Danielle Makhoul: Esquecemos que a arte não se refere apenas ao produto final; ela também se refere ao processo. Muitos desses projetos sequer têm um produto final, mas se concentram no impacto em longo prazo através de educação, tecnologia e transferência de ferramentas. Tais coletivos optaram por realizar oficinas e competições para reconectar as pessoas às suas cidades, ou esclarecer gerações mais jovens da periferia a respeito de ameaças ambientais específicas ao seu território. Em um dos projetos, os artistas lideraram oficinas de vídeo para equipar uma comunidade indígena local com o conhecimento técnico necessário para criar seu próprio filme, de modo que eles pudessem contar sua história para o mundo. Isso também é arte, no sentido menos tradicional do termo. O produto final é menos tangível, mas muito impactante, e enraizado em ação, soluções e mudanças.

Maya El Khalil: Também é importante olhar para essas relações. Se você vai a essas comunidades e quer fazer um filme sobre elas, as pessoas sabem exatamente o que querem em troca, por exemplo, tornar público seu caso. Não é uma questão de um dar e o outro tomar; é uma questão bastante recíproca, baseada em necessidades e benefícios iguais.

Como o discurso pode se beneficiar das perspectivas indígenas, e por que a arte é uma ótima maneira de expressá-las?

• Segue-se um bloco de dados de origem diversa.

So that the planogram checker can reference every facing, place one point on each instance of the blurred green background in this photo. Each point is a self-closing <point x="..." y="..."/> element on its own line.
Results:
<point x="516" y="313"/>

Maya El Khalil: Temos muito a aprender com as comunidades indígenas, e o mais evidente é: a natureza tem direitos. Isso também já foi reconhecido em alguns casos judiciais: rios têm o direito de fluir, as florestas têm o direito de respirar. O povo Kichwa, em Sarayaku, junto ao qual Misha Vallejo viveu e trabalhou, fala sobre a floresta viva, Kawsak Sacha: A floresta é um ser vivo com consciência, é um repositório de conhecimento que é transmitido aos anciãos, que o transmitem às novas gerações. Se essa cadeia for interrompida, o conhecimento se perde. O equilíbrio natural do universo, a harmonia da vida e a existência dos seres vivos dependem desse conhecimento, de uma relação de respeito e equilíbrio entre todos os seres. A arte criou um “espaço” onde visões alternativas de mundo são reunidas para conceber a catástrofe climática – espaços além dos limites da ciência e da política. 

 

Maya El Khalil é curadora, e Danielle Makhoul curadora-assistente da exposição online Take Me to the River (Me leve ao rio).